Maybe start doing away with rate arbitrage locally, first

I can understand why distance-based billing makes sense in the circuit-switched world where a guaranteed end-to-end slice of bandwidth is allocated between endpoints, on-demand.

But that is essentially gone now that packet-switched statistically multiplexed best-effort networks are quickly becoming the norm. Sadly, regulatory frameworks are unable to keep pace with such change, mainly due to politics and backward-looking greed (as opposed to the good forward-looking greed :)

Maybe a good first place to start eliminating the outdated arbitrage model is within each LATA. I'm sure that many of us can attest that IntraLATA tolls are often far more ridiculous than their InterLATA counterparts. Neighbors straddling a rate step boundary being charged tens of cents per minute to talk to each other, depending on how relations between carriers in the same LATA are going. Their dispute resolution techniques are roughly akin to a showdown with assault weapons in a school cafeteria. The only ones really hurt are their customers.

I think we should do away with the IntraLATA minutiae first - no more local area arbitrage, no more rate steps, no more RecipComp. I realize that this generally only applies to metropolitan areas where multiple carriers reside in the same LATA, but makes sense when viewed as a rough microcosm of the entire country, and may serve as an example of how to implement the conversion of traditional telecom facilities towards neutrality. The worst part, to me, is the mapping/GIS wizards currently employed by carriers and Telcordia losing their jobs. I sure wouldn't mind seeing the LERG be obsoleted, however.

Unfortunately, I don't think it's realistic to place the honus of maintaining something like a least-cost routing table or something that otherwise influences the switching network's behavior based on NPA-NXX on the end users.

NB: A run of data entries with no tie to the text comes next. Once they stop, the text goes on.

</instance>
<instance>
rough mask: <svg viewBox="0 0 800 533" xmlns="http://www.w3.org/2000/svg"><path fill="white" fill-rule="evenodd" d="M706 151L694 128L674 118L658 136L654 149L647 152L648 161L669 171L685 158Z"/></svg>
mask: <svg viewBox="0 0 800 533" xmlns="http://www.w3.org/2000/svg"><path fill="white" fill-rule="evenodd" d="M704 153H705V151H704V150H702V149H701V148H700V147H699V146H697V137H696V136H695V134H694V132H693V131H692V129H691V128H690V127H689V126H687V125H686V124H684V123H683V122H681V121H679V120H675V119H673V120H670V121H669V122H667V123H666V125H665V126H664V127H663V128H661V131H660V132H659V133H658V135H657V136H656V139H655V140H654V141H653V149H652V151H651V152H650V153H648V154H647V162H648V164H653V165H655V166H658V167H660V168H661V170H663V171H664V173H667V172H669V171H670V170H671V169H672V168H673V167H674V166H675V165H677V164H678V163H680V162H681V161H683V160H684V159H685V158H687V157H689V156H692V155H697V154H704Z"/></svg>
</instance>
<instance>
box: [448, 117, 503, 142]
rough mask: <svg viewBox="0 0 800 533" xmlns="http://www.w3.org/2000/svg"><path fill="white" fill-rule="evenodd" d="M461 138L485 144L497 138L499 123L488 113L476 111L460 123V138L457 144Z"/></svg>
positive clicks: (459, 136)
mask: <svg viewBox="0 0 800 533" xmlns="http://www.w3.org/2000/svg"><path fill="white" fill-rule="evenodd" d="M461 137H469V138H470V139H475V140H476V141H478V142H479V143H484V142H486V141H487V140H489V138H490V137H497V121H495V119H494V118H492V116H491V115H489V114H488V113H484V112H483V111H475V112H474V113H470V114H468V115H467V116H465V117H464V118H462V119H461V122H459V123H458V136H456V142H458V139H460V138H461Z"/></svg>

I guess a web-editable list of blocked NPA-NXX wouldn't be too bad, but I'd rather just see the point be made moot and have the "caveat emptor, should've checked the true destination of the call before dialing" model be laid to rest, especially in a day and age where numbers can be ported every-which-way and callers can't necessarily resolve where the call it going just by looking at the area code and exchange.

Having been out of telecom for a few years now, I could be way off in my reasoning, but I seem to recall things working that way.